Dr. Violeta Sanchez, English professor and co-coordinator of MiraCosta’s PUENTE program, is proof that stepping out of your comfort zone (and stepping into the limelight) can lead to great things. That’s exactly what she did last October when she spontaneously sent Elaine Lui, founder of the celebrity gossip and pop culture blog Lainey Gossip, an email asking to write for the publication.

“I was taking a break between Zoom meetings one day, eating lunch and scrolling through the blog, when I noticed an article anticipating Netflix’s Selena series,” says Sanchez. “I don’t know what possessed me, but I immediately composed an email to Lui explaining why I was the one to write about that series. The subject line was ‘PLEASE LET ME WRITE THIS’ in all caps.”

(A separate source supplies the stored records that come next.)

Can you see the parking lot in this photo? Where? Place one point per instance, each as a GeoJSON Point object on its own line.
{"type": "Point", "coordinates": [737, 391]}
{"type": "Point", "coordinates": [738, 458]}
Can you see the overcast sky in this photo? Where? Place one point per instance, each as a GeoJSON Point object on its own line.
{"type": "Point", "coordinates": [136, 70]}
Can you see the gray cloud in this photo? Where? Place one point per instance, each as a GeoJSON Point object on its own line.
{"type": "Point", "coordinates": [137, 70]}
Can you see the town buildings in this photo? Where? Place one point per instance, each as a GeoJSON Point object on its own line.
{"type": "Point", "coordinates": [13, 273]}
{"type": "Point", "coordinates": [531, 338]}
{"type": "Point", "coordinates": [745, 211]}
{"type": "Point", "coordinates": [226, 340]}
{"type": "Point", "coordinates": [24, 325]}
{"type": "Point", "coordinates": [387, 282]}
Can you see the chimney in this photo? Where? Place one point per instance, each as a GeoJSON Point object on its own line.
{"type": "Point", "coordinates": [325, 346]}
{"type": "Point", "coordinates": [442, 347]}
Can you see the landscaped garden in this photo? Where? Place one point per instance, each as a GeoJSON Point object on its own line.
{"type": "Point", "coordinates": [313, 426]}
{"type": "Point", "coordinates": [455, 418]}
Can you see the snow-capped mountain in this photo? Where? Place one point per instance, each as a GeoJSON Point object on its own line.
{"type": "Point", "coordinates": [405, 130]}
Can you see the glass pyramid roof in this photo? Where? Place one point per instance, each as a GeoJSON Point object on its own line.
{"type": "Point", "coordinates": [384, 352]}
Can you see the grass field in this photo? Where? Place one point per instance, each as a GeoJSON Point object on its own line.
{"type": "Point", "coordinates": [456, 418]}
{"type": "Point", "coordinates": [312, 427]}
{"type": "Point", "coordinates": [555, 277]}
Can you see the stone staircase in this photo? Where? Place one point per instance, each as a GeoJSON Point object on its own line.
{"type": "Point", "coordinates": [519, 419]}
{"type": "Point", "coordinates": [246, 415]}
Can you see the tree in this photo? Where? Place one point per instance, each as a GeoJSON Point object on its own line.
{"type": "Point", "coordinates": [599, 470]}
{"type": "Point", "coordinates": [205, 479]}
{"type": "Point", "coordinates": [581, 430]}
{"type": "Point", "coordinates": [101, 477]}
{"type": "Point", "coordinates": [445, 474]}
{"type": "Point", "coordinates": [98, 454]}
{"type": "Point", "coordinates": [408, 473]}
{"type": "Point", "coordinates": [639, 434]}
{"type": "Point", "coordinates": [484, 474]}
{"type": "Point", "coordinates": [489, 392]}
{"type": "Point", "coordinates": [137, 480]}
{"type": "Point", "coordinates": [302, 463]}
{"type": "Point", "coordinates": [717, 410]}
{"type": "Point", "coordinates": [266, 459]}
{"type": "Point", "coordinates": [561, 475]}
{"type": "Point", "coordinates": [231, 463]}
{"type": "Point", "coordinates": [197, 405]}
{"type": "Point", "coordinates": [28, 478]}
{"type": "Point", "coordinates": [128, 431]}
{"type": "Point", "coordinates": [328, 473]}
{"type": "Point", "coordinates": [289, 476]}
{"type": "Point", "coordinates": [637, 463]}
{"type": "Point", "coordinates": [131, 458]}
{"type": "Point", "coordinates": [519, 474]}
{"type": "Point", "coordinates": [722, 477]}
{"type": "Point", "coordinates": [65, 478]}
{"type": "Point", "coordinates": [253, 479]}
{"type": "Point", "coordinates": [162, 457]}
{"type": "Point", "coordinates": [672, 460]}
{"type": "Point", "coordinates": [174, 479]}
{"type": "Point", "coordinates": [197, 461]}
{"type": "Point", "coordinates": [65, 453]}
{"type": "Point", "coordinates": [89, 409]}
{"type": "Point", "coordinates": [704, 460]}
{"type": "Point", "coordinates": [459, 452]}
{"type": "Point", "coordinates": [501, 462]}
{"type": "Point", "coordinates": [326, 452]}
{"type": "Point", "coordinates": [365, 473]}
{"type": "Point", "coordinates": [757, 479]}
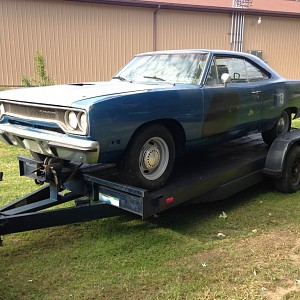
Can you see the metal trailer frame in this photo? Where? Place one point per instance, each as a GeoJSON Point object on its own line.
{"type": "Point", "coordinates": [205, 176]}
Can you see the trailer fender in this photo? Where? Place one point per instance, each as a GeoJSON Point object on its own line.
{"type": "Point", "coordinates": [277, 153]}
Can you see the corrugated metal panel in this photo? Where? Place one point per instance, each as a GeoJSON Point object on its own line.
{"type": "Point", "coordinates": [183, 30]}
{"type": "Point", "coordinates": [81, 42]}
{"type": "Point", "coordinates": [279, 40]}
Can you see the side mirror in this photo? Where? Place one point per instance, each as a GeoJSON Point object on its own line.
{"type": "Point", "coordinates": [225, 78]}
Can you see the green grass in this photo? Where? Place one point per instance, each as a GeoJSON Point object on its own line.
{"type": "Point", "coordinates": [178, 255]}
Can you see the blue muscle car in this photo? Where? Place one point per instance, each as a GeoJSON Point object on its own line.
{"type": "Point", "coordinates": [158, 105]}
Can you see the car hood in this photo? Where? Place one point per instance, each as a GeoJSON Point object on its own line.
{"type": "Point", "coordinates": [67, 94]}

Sanchez made a case for herself in the email. She explained that she was born in Mexico and moved to Texas when she was 12 years old, and that she was basically an expert on Selena. “I was obsessed with Selena when I was a girl. I’ve always connected my migration story with her,” says Sanchez. “I also pointed out that I could offer Lainey Gossip a Latinx voice.”

To her surprise, Lui responded and set up a time to talk with Sanchez. By the time the conversation ended, Sanchez was on board to write about the Selena series, as well as other topics. She was officially part of the Lainey Gossip roster of writers.

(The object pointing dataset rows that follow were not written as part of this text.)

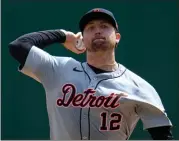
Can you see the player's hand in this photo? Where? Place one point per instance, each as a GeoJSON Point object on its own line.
{"type": "Point", "coordinates": [71, 40]}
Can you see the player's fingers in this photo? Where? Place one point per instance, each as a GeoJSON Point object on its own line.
{"type": "Point", "coordinates": [78, 35]}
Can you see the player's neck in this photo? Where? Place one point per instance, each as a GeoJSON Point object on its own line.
{"type": "Point", "coordinates": [102, 60]}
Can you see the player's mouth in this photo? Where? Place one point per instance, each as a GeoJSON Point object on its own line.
{"type": "Point", "coordinates": [98, 39]}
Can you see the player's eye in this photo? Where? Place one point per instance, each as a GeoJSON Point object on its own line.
{"type": "Point", "coordinates": [91, 28]}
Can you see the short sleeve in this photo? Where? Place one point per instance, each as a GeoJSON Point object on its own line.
{"type": "Point", "coordinates": [151, 116]}
{"type": "Point", "coordinates": [42, 66]}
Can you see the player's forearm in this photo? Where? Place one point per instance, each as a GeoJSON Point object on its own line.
{"type": "Point", "coordinates": [20, 47]}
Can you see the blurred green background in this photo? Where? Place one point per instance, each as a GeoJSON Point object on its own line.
{"type": "Point", "coordinates": [149, 47]}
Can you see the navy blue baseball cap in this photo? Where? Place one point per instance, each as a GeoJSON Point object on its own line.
{"type": "Point", "coordinates": [97, 13]}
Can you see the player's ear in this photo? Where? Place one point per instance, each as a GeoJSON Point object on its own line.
{"type": "Point", "coordinates": [118, 37]}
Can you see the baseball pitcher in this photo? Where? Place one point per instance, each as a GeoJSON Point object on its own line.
{"type": "Point", "coordinates": [99, 99]}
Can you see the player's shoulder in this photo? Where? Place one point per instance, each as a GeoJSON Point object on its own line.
{"type": "Point", "coordinates": [137, 79]}
{"type": "Point", "coordinates": [65, 59]}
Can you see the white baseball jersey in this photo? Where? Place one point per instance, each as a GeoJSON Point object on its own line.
{"type": "Point", "coordinates": [84, 105]}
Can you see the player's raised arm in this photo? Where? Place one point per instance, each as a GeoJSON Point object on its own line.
{"type": "Point", "coordinates": [36, 63]}
{"type": "Point", "coordinates": [155, 121]}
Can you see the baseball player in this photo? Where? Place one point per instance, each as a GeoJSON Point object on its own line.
{"type": "Point", "coordinates": [99, 99]}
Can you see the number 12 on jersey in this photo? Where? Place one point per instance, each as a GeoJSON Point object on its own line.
{"type": "Point", "coordinates": [114, 121]}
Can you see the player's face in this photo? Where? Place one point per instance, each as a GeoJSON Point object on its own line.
{"type": "Point", "coordinates": [99, 35]}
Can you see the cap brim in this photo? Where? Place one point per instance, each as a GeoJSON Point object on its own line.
{"type": "Point", "coordinates": [93, 16]}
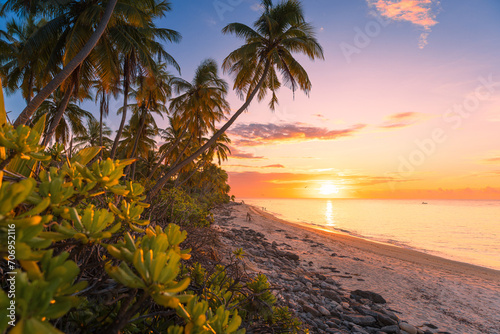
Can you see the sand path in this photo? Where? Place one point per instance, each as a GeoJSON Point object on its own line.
{"type": "Point", "coordinates": [456, 297]}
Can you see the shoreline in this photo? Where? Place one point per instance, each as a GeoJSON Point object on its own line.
{"type": "Point", "coordinates": [422, 289]}
{"type": "Point", "coordinates": [386, 249]}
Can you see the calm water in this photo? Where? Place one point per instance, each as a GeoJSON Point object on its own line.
{"type": "Point", "coordinates": [461, 230]}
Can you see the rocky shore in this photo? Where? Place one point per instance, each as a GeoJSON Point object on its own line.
{"type": "Point", "coordinates": [314, 293]}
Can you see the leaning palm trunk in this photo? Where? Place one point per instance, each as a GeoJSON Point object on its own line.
{"type": "Point", "coordinates": [170, 149]}
{"type": "Point", "coordinates": [161, 182]}
{"type": "Point", "coordinates": [134, 148]}
{"type": "Point", "coordinates": [126, 84]}
{"type": "Point", "coordinates": [26, 114]}
{"type": "Point", "coordinates": [59, 115]}
{"type": "Point", "coordinates": [101, 112]}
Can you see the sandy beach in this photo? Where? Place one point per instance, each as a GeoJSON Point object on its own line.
{"type": "Point", "coordinates": [424, 289]}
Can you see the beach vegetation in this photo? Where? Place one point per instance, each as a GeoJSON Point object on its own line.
{"type": "Point", "coordinates": [99, 223]}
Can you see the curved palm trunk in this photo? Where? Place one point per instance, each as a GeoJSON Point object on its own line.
{"type": "Point", "coordinates": [68, 69]}
{"type": "Point", "coordinates": [170, 149]}
{"type": "Point", "coordinates": [126, 84]}
{"type": "Point", "coordinates": [161, 182]}
{"type": "Point", "coordinates": [134, 148]}
{"type": "Point", "coordinates": [100, 129]}
{"type": "Point", "coordinates": [59, 115]}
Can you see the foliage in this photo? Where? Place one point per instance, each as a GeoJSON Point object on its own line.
{"type": "Point", "coordinates": [72, 209]}
{"type": "Point", "coordinates": [86, 250]}
{"type": "Point", "coordinates": [180, 208]}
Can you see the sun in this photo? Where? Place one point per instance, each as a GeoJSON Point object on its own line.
{"type": "Point", "coordinates": [328, 189]}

Sanchez was excited—and scared. “My writing has mostly been academic—not for a large public audience,” she says. “Lainey Gossip gets over a million unique visits a month. It was nerve-wracking to put myself out there.”

After her first post, reader comments rolled in, and they were positive. “People were excited to see a Latina writer on the blog, and they connected with what I had to say,” she says. “It was very validating. I had always wanted to write creatively. And, even though I teach writing, I had never had enough confidence in myself to write more publicly.”

Sanchez says writing for Lainey Gossip has influenced her teaching. “It’s amazing to teach writing now as a more public writer. And I’m sharing the kind of writing I do for Lainey Gossip with my students, merging the academic with the more creative.”

The majority of Sanchez’s students in the PUENTE program identify as Chicana/o/x or Latina/o/x. “The PUENTE program focuses on helping them transfer to four-year colleges and universities,” she says. “We work closely with our students to provide the support they need and help them navigate the transfer process. PUENTE has a very high success rate.”

One thing Sanchez loves about teaching in the PUENTE program is a curriculum that centers around Chicanx/Latinx experiences. “We read writers of color, many of them living writers,” she says, “who share stories my students can relate to.”

“Our stories—authentic Latinx stories—are not abundant in the publishing world,” adds Sanchez. “I encourage my students to write their stories—they know their stories best, so they should be the ones who tell them.”

Sanchez is taking her own advice and working on a book. “I’m ready to write my story now,” she says. “The timing is right for me.”